Undergrad Isolate variables in nonlinear equation for regression

[edge333]

Hi all,

I have a nonlinear equation of the form:

<br /> \frac{TP_x}{TP_R} = c_0 + c_1 U_R^n + c_2 \frac{T_R^2}{\sqrt{U_R}}<br />

This equation describes the relationship between tidal parameters and river discharge (velocity) in tidal rivers derived from the 1-D St. Venant equations. TP_x is some tidal property at station x along the river, TP_R is the same tidal property at a coastal reference station, U_R is the river flow (velocity), and T_R is the tidal range at the reference station.

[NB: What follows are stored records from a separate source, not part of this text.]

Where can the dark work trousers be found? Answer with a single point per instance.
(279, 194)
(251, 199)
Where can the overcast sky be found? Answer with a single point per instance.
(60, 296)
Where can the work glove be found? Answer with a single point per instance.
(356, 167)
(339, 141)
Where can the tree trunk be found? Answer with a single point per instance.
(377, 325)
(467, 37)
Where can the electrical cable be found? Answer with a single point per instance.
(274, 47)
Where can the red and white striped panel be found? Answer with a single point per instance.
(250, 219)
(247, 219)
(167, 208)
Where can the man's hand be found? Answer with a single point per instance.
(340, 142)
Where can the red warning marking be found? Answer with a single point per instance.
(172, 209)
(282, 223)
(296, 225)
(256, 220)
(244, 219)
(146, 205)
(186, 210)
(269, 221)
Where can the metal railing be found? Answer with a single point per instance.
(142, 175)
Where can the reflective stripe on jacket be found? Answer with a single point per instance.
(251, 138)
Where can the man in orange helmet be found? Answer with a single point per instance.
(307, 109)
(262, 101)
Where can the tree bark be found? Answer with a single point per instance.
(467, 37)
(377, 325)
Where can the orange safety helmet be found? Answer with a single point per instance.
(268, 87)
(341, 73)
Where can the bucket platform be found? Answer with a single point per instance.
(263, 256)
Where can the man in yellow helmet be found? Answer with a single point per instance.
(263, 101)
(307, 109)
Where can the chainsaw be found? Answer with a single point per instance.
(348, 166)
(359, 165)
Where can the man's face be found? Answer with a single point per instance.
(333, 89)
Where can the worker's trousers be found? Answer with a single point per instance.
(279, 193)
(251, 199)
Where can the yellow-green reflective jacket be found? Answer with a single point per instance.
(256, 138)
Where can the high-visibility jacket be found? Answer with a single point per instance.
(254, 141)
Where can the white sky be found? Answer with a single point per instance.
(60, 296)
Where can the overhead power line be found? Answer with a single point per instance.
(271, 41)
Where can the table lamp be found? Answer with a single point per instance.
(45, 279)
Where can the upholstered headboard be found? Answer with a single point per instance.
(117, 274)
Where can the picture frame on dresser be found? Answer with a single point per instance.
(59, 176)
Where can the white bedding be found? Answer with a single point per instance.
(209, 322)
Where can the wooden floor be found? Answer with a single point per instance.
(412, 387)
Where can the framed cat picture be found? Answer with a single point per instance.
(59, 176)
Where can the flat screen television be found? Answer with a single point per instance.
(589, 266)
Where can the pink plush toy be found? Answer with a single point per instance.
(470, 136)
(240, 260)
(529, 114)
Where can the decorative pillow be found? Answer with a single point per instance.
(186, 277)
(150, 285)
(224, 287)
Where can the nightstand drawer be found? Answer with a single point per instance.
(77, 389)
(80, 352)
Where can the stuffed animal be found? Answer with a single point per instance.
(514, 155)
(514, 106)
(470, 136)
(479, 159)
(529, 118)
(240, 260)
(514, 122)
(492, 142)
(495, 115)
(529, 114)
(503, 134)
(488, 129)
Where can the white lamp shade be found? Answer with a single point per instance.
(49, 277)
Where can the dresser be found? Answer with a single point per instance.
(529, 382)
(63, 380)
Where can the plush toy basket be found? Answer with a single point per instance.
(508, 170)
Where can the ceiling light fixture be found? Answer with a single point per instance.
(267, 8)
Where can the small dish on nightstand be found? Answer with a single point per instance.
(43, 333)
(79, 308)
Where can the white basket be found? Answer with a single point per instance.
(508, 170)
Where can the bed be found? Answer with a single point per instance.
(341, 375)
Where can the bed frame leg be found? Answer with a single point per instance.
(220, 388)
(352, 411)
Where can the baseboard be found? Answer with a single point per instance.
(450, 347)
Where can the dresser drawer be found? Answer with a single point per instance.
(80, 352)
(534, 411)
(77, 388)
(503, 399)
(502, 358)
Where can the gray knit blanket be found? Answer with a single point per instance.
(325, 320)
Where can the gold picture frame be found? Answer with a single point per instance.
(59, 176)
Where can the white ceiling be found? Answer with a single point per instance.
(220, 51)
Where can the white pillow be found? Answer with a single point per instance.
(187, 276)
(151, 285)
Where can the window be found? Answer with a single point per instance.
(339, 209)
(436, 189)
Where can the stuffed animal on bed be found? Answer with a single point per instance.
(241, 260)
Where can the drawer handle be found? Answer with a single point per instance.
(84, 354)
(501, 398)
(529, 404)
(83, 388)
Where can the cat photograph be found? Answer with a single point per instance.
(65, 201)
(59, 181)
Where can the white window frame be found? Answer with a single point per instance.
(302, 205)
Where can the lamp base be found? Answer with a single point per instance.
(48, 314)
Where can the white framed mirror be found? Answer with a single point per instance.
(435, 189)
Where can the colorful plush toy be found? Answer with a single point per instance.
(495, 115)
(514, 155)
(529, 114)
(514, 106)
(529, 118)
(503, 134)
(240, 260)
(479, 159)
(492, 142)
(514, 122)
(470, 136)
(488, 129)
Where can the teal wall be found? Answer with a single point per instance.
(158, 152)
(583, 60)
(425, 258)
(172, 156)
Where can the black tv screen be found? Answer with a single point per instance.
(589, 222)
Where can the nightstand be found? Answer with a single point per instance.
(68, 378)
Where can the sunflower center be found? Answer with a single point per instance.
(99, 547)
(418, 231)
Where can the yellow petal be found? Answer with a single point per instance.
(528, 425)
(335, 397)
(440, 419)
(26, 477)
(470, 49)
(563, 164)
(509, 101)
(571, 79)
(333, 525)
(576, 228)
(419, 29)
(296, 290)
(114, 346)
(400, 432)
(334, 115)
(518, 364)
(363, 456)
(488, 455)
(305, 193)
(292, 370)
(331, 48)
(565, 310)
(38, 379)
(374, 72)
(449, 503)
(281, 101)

What I am trying to do is calibrate this model using contemporary data where TP_x, TP_R, T_R, and U_R are known. Therefore, I am trying to determine the coefficients (c₀, c₁, c₂, and n) of this equation using Matlab's nlinfit function. The problem is that the last term in the equation complicates the regression because the T_R variable is on the right-hand side. Is there a way separating of the independent and dependent variables for regression? Consider any combination of TP_R, TP_x, and T_R to be the independent variable. I should also mention that 0.5 < n < 1.5.

thanks

 

[Stephen Tashi]

I don't use Matlab, but after some web browsing, I suggest you consider doing total least squares regression (http://www.mathworks.com/matlabcentral/fileexchange/31109-total-least-squares-method) instead of ordinary regression.

In a least square regression fit for Y = F(x1,x2,..) to data, it is assumed that x1,x2,... are measured without "error" and that the object is to find a curve that fits noisy data for Y. So if you one of your variables $TP_X,TP_R,T_R,U_R$ is measured very precisely and free of any conceptual random variations, you could us it for Y. However, if all your variables are on an equal footing as far as measurement errors or random fluctuations go, then total least squares regression would be a better choice.

 

[chiro]

Hey edge333.

Building on the post from Stephen Tashi - if the dependent variable spans the real line then linear regression can be used. If the variables contributing to the dependent variable are independent then it makes the whole process easier.

If not you will need to use correlation/covariance information to get accurate estimates (basically the standard errors will be under-estimated if things are correlated in some manner).